Hovenweep (Paiute/Ute for deserted valley) straddles the Utah/Colorado border in the Four Corners area, less than 30 miles from Mesa Verde as the crow flies. While much less celebrated than its neighbor, Hovenweep is one of the most fascinating of Ancestral Puebloan ruins. Above pinon dotted canyons, finely masoned towers up to 20 feet high are posted like sentinels watching over the vast mesaland landscape. Those which remain standing are architectural wonders, some perfectly square, some round, some D-shaped. The masonry is exceptional, the stones fitting together with remarkable precision. Many perch directly on the knife edge of sheer canyon walls and seem almost to have grown organically from the mesas.

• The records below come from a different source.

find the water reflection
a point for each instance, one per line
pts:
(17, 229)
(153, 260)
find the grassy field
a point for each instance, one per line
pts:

It’s quiet, definitely off the beaten southwestern loop—a pleasant secret of spectacular ruins and Great Sage Plain.

On our second afternoon we had a desert downpour that rocked our little car and tent. When it stopped around 4:30 pm, we set off for two little-visited ruins, Horseshoe and Hackberry, about six miles north of camp. Down a rutted dirt road we reached the trailhead and skirted across a mesa top toward the ancient towers. Along the trail we watched and were watched back by three gray foxes. When we first spotted them I couldn’t believe they weren’t coyotes. But the large ears, bushy tails and pointy snouts were unmistakable.

Late Afternoon—Hovenweep

Late Afternoon—Hovenweep

But the best came last. On the trip back we looked south across a desert panorama blown clean by rain. Through the fresh washed air we watched as the storm moved off toward Arizona and Utah. From our upland vantage point looking south, we named the mountains along the horizon—San Juans, Ute Mountain, Shiprock, Chuskas, Abajos, La Salles. And there, 85 miles southwest, like a tiny, distant cityscape between the Chuskas and the Abajos, stood Monument Valley, etched against the darkening sky.

That night we slept peacefully beneath the star-filled bowl of desert night. Far away, coyotes howled in the wilderness.